UGC NET 2026 Faces Criticism Over Repeated English Questions and Sociology Paper Errors
The National Testing Agency (NTA) faces criticism over the UGC NET 2026 exam after reports revealed 67 repeated questions in the English Paper II from the 2024 exam, with identical answer sequences. Sociology candidates also flagged numerous spelling mistakes, incorrect names of sociologists, poor Hindi translations, and questions outside the syllabus. Academics and candidates questioned the exam's quality control, while opposition leaders called for accountability. The NTA has yet to respond officially to these allegations.
First-hand measurement across 11 sources
We measured how 11 outlets covered this story. Coverage leans balanced overall (Left 25%, Centre 71%, Right 4%). Overall sentiment is negative (28/100). Lens Score 32/100 — low public interest.
Outlets analysed (first-hand measurement by TBN's Bias Engine):
- ndtv— balanced framing, negative sentiment
- zeenews— balanced framing, negative sentiment
- thetelegraph— left-leaning framing, negative sentiment
- economictimes— left-leaning framing, negative sentiment
- thetelegraph— balanced framing, negative sentiment
- news18— balanced framing, negative sentiment
- timesnow— balanced framing, negative sentiment
- republicworld— left-leaning framing, negative sentiment
AI Analysis
The article group includes perspectives from academic critics, affected candidates, and opposition political figures, particularly the Congress party, which uses the issue to challenge the ruling government's handling of national exams. Coverage reflects concerns about administrative competence and exam integrity, with opposition framing the controversy as a failure of the Education Ministry, while official responses remain pending.
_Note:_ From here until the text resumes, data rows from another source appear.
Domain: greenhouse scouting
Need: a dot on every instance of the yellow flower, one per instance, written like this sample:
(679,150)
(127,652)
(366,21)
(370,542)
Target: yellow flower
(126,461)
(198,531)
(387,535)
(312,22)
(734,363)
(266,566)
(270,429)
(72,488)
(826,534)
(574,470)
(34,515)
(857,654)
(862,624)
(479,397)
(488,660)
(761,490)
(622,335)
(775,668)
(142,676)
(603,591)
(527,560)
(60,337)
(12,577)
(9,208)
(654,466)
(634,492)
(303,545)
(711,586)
The overall tone across the articles is critical, highlighting candidate frustration and academic concern over exam quality issues. While factual reporting dominates, the inclusion of opposition criticism and social media reactions adds a negative sentiment emphasizing dissatisfaction and calls for accountability. No positive or neutral official statements were reported, contributing to a predominantly negative sentiment.